REPUBLIKA.CO.ID, YOGYAKARTA -- Dinas Peternakan dan Kesehatan Hewan (DPKH) Kabupaten Gunungkidul menyebut belum ada tambahan hewan ternak sapi yang mati akibat antraks. Hal ini disampaikan menyusul adanya laporan tambahan satu sapi mati di Padukuhan Pucangsari, Kelurahan Candirejo, Kecamatan Semanu, Kabupaten Gunungkidul.
Kepala Bidang Kesehatan Hewan DPKH Gunungkidul, Retno Widyastuti, mengatakan satu sapi yang dilaporkan mati tersebut tidak mengarah ke antraks. Meski begitu, pihaknya harus menunggu hasil pemeriksaan laboratorium guna memastikan penyebab matinya sapi tersebut.
"(Jumlah sapi yang mati karena antraks) Masih sama dengan keterangan terakhir, jadi tidak ada tambahan," kata Retno kepada Republika, Senin (10/7/2023).
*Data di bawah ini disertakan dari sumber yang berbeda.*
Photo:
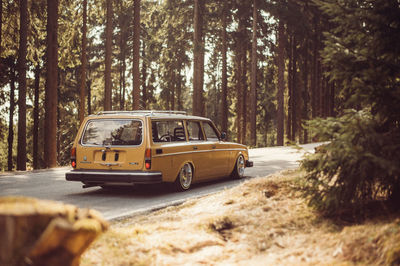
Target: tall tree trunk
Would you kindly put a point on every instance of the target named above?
(144, 77)
(281, 83)
(253, 92)
(179, 87)
(107, 73)
(332, 100)
(11, 120)
(314, 70)
(198, 58)
(82, 83)
(22, 51)
(294, 89)
(51, 97)
(305, 93)
(89, 88)
(290, 89)
(1, 27)
(224, 81)
(136, 55)
(36, 119)
(244, 92)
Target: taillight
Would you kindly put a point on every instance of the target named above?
(147, 159)
(73, 157)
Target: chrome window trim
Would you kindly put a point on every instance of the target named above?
(201, 151)
(111, 119)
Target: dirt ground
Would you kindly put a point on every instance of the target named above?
(264, 221)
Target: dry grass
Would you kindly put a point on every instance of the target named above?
(261, 222)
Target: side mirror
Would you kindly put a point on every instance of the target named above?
(223, 136)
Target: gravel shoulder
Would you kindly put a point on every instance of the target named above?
(263, 221)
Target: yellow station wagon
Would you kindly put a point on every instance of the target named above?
(146, 147)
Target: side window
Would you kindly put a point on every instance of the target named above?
(168, 131)
(210, 132)
(194, 131)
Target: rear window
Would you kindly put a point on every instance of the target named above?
(105, 132)
(168, 131)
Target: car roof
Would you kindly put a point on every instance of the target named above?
(148, 113)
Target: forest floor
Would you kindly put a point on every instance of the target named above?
(263, 221)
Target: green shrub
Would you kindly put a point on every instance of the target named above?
(359, 164)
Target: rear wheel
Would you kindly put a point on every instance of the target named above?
(238, 171)
(185, 177)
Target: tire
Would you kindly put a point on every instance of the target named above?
(185, 178)
(238, 171)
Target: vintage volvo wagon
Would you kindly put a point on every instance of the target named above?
(145, 147)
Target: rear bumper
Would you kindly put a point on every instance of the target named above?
(96, 177)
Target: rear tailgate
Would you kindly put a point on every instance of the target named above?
(111, 144)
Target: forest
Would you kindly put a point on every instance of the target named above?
(267, 72)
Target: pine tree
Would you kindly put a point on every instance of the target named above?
(22, 51)
(51, 97)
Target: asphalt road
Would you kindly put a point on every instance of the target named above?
(113, 204)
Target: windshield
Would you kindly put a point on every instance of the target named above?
(102, 132)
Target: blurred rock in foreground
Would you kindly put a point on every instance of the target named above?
(40, 232)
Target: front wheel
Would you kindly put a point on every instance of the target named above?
(185, 177)
(238, 171)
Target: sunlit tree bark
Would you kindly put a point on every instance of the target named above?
(22, 51)
(51, 97)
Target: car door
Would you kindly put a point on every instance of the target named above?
(201, 151)
(219, 155)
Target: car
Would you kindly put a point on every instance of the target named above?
(114, 148)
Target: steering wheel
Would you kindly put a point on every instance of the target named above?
(166, 137)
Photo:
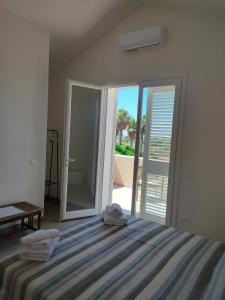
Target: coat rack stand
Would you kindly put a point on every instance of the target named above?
(53, 139)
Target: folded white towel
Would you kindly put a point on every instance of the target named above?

Retno menyebut, hingga saat ini sapi yang dilaporkan mati akibat terpapar antraks di Gunungkidul masih berjumlah enam sapi. Selain itu, juga ada beberapa ekor kambing yang turut dilaporkan mati karena antraks.
"Data terakhir itu sapinya enam ekor dan kambingnya enam ekor, belum bertambah," ucap Retno.
Retno menjelaskan, laporan terakhir sapi yang mati diduga terpapar antraks yakni pada 27 Juni 2023 lalu. Namun, pihaknya masih menunggu hasil laboratorium dari sapi tersebut hingga saat ini.
Dijelaskan, sapi tersebut juga memiliki gejala lumpy skin disease (LSD) atau yang disebut lato-lato. "Terakhir (yang dilaporkan mati diduga antraks) 27 Juni, tapi hasilnya belum keluar. Insya Allah mudah-mudahan itu saja, yang 27 Juni itu ada LSD-nya, jadi sapi yang mati itu ada LSD juga," ungkapnya.